The number one thing that almost everyone asks me, after I tell them that we are billboard consultants is, “Ooh interesting, so that’s based on how many cars pass the signs, right?” I politely tell them that circulation one of the many things that we consider, but we have found a way to complicate it far more than just counting cars.
We’ve talked about the fact that building owners in Times Square NYC receive 80% of advertising revenue and landowners in Louisville, KY may only get 20% in BillboardInsider articles. I thought we’d dive a little deeper today and talk about why that is the case and the many other things we consider when we are estimating a fair lease rate for a billboard site.
Here’s a short list of the things we consider when evaluating any sign site.
- Circulation
- Ordinances
- Demographics
- Market Size
- Other Leases
- Visibility
- Advertising Rates
- The new thing that will probably come up later today that makes each location unique and keeps our job interesting!
I’ll take a small part of the first one (Circulation) in this week’s newsletter. You may have read articles recently about the head of GeoPath Kym Frank stepping down. Or you might have heard someone mention that there is a debate raging about OAAA’s new guidelines for measurement. I’ll leave most of my opinions about those things out, but the root cause for the debate raises a valid question. Should the industry ask advertisers to rely on the “opportunity to see” or the “likelihood to see” a sign?
The argument for discounting OOH circulation (traffic counts discounted for lighting) numbers in 2009 was that other media were discounting their circulation numbers based on a “likelihood to see” and OOH numbers were not believable. Advertisers were reportedly discounting OOH numbers when they put their sign buys into the advertising campaign mix. We think that was a valid argument, but the way that GeoPath did the discounting was deemed a proprietary secret that they could not share.
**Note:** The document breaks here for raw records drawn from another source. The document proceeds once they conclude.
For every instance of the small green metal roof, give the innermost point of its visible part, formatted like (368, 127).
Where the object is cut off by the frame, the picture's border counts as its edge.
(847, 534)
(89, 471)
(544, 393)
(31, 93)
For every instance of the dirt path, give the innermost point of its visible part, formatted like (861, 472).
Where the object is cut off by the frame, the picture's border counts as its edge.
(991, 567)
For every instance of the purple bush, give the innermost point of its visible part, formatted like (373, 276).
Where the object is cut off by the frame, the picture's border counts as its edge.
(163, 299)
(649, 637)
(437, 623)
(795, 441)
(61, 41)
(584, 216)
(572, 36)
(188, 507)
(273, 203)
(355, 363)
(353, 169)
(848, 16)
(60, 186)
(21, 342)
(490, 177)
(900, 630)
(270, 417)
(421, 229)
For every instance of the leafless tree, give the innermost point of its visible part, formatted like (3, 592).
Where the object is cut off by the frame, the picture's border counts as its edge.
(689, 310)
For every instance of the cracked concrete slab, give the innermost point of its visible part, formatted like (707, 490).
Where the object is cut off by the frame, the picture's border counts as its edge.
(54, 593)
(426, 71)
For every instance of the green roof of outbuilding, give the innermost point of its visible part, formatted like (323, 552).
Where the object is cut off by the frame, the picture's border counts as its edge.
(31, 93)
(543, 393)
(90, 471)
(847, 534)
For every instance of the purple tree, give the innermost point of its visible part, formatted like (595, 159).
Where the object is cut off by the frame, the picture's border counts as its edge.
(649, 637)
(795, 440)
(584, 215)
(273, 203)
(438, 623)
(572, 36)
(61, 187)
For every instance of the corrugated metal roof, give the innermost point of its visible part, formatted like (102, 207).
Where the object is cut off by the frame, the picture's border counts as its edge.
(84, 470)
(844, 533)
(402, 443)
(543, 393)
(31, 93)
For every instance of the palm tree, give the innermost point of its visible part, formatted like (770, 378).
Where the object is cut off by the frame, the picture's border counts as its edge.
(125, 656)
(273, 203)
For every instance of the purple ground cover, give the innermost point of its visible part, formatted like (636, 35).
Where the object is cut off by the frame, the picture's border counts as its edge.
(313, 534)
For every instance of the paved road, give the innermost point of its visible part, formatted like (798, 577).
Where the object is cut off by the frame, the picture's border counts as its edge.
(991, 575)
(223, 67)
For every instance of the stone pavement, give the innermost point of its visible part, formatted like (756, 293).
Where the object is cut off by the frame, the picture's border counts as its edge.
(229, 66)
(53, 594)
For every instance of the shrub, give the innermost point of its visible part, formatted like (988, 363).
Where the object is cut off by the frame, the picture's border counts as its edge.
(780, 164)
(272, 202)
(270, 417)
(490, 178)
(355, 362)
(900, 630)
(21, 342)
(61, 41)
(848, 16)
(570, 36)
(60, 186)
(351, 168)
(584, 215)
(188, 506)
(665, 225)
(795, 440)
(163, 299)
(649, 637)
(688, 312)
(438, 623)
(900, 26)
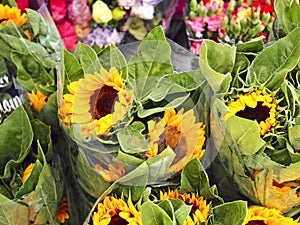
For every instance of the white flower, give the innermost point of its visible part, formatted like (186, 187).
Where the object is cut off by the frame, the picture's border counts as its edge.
(145, 11)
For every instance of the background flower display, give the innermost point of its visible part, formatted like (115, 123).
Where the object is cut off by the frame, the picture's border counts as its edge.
(31, 182)
(228, 22)
(256, 114)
Advertisers could not replicate the formula, so they were told to accept it as a reliable discount.
Whether the industry (pronounced “the big three”) decides to go backward and use an “opportunity to see” or pulls back the curtain and shows the world their secret sauce for discounting to a “likelihood to see” number really doesn’t matter too much in the evaluation of a sign site. As long as we are comparing one sign to others based on the same rules, we will be able to use circulation as one metric for evaluating signs.